In [483]:
import pandas as pd
import numpy as np
import matplotlib.pyplot as plt
import scipy.spatial
from sklearn.neighbors import NearestNeighbors
from scipy.spatial.distance import hamming, pdist, squareform
from sklearn.metrics import jaccard_score

In [484]:
df = pd.read_parquet("wbmasterf.parquet")
df["ageg"] = pd.to_numeric(df["ageg"])

# Part 3: Building the recommendation model

**Collaborative filtering**

We have 3 options:

- **User-based filtering:** find users with similar interaction patterns as our target user and then recommend items that similar users have interacted with to our target user.
<br/>

- **Item-based filtering:** identify items that are similar to the ones our target users has interacted with and then recommend to our target user.
<br/>

- A **hybrid** of the two
<br/>


We are building a hybrid.


## **1. User-based similarities**

Create a matrix with binary information on user interactions. Rows represent users, columns represent items.

In [485]:
user_item_matrix = df.pivot(index="child_id", columns="item_id", values="value")

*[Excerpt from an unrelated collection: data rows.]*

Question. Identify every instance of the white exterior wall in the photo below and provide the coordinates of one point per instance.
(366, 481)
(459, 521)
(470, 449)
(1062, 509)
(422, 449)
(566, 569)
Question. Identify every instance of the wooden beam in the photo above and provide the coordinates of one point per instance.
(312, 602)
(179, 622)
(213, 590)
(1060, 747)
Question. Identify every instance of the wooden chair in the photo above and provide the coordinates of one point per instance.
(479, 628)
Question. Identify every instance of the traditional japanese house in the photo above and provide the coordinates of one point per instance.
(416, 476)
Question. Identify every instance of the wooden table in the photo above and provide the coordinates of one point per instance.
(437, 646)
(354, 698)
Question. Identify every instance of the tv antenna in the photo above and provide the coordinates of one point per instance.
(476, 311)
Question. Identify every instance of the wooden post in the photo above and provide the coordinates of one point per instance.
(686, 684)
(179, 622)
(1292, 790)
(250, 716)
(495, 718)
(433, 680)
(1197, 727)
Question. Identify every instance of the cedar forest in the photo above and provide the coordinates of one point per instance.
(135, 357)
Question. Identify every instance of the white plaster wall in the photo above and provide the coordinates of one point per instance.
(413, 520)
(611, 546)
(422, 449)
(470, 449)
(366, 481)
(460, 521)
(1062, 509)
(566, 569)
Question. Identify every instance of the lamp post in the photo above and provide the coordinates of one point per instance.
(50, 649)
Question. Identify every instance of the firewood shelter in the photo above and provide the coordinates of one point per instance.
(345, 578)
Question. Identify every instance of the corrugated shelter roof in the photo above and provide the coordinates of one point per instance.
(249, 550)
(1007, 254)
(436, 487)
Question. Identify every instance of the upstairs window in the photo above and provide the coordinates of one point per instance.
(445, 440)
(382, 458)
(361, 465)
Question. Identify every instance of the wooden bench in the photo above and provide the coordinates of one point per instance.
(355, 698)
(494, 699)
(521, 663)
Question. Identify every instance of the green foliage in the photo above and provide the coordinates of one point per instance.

#The order of the items gets jumbled up, so sort them again from 1 to 680
itemsorted = sorted(user_item_matrix.columns, key=lambda x: int(x.split("_")[1]))
user_item_matrix = user_item_matrix[itemsorted]

Adjust item IDs to match python indices. We now have IDs from 0 to 679 instead of 1 to 680.

In [486]:
# Subtract 1 from all item IDs in the user_item_matrix columns
user_item_matrix.columns = [f"item_{int(col.split('_')[1]) - 1}" if col.startswith("item_") else col for col in user_item_matrix.columns]

Input a test user.

In [487]:
target_age_group = 5 
target_sex = "Male"

Our EDA revealed that user characteristics, such as **`ageg`** and **`sex`**, have a big influence on user/child vocabulary. Segment our data in order to match the users in our database with our hypothetical target user.

UX wants users to be able to opt to not share sex/gender information. If the user input for sex is passed on as `None`, all age-matched users are included, regardless of their sex.

In [488]:
# Filter our df so that it only includes information of age-matched users
filtered_users = df[df["ageg"] == target_age_group]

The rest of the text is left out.